The foregoing method of manufacturing a current transformer preferably comprises a gap adjusting step after the stacking step and before the block forming step,
the gap adjusting step comprising adjusting a spacing of the gap formed between distal ends of legs of the E-type core inserted from the first direction and end edges of the I-type core inserted from the second direction and the gap formed between distal ends of legs of the E-type core inserted from the second direction and end edges of the I-type core inserted from the first direction, by pressing the stacked core components from the first direction and/or the second direction.
The gap adjusting step preferably adjusts the gap while referring to the output voltage characteristics.
In accordance with the present invention, the E-type core and I-type core of the core component are bonded to form a single-piece component so that the core component can be easily handled and easily inserted into the bobbin of the current transformer.
In accordance with the present invention, the current transformer is adapted to adjust a gap formed between distal ends of legs of the E-type core of the core component inserted from a first direction and end edges of the I-type core of the core component inserted from a second direction, and a gap formed between the distal ends of legs of the E-type core of the core component inserted from the second direction and end edges of the I-type core of the core component inserted from the first direction. This adjustable gap structure realizes the high-precision adjustment of the output voltage and the possible minor tolerance.

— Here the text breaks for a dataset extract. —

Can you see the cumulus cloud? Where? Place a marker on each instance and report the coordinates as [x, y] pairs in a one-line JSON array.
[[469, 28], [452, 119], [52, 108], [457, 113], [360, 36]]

In accordance with the present invention, the method of manufacturing the current transformer includes a step that the E-type core and the I-type core are bonded to form a single-piece core component. Therefore, the single-piece core components can be inserted into the hollow section of the bobbin from the first direction and the second direction and then combined into a single core component block to thereby achieving the increased efficiency of manufacturing the current transformer.
In accordance with the present invention, the current transformer is configured to adjust a spacing of the gap formed between distal ends of legs of the E-type core of the core component inserted from a first direction and end edges of the I-type core of the core component inserted from a second direction, and a spacing of the gap formed between the distal ends of legs of the E-type core of the core component inserted from the second direction and end edges of the I-type core of the core component inserted from the first direction. This adjustable gap structure realizes the high-precision adjustment of the output voltage and the possible small tolerance.
Core components 31 used for current transformers (hereinafter referred to as “core components”), current transformer 10, and current transformer module 12 of one embodiment of the present invention will be explained below with reference to the drawings.
The core 30 is composed of a plurality of core components 31 that were stacked together.
E-type core 40 comprises three rectangular-shaped legs 41, 42, 41 extending substantially parallel to each other, and a rectangular-shaped connecting part 43 connected at proximal ends the legs 41, 42, 41. The width dimension 43a of the connecting part 43 is preferably longer than the width dimension 41a of the leg 41 to suppress magnetic flux leakage. The I-type core 50 may be a rectangular shape with the same size as the connecting part 43. E-type core 40 and I-type core 50 preferably have pilot holes 44, 51 for positioning them. Furthermore, the longitudinal dimension of I-type core 50 is preferred to be 0.1 mm to 0.3 mm smaller than the longitudinal dimension of the connecting part 43 of E-type core 40 to make positioning and stacking of I-type 50 on E-type core 40 easier.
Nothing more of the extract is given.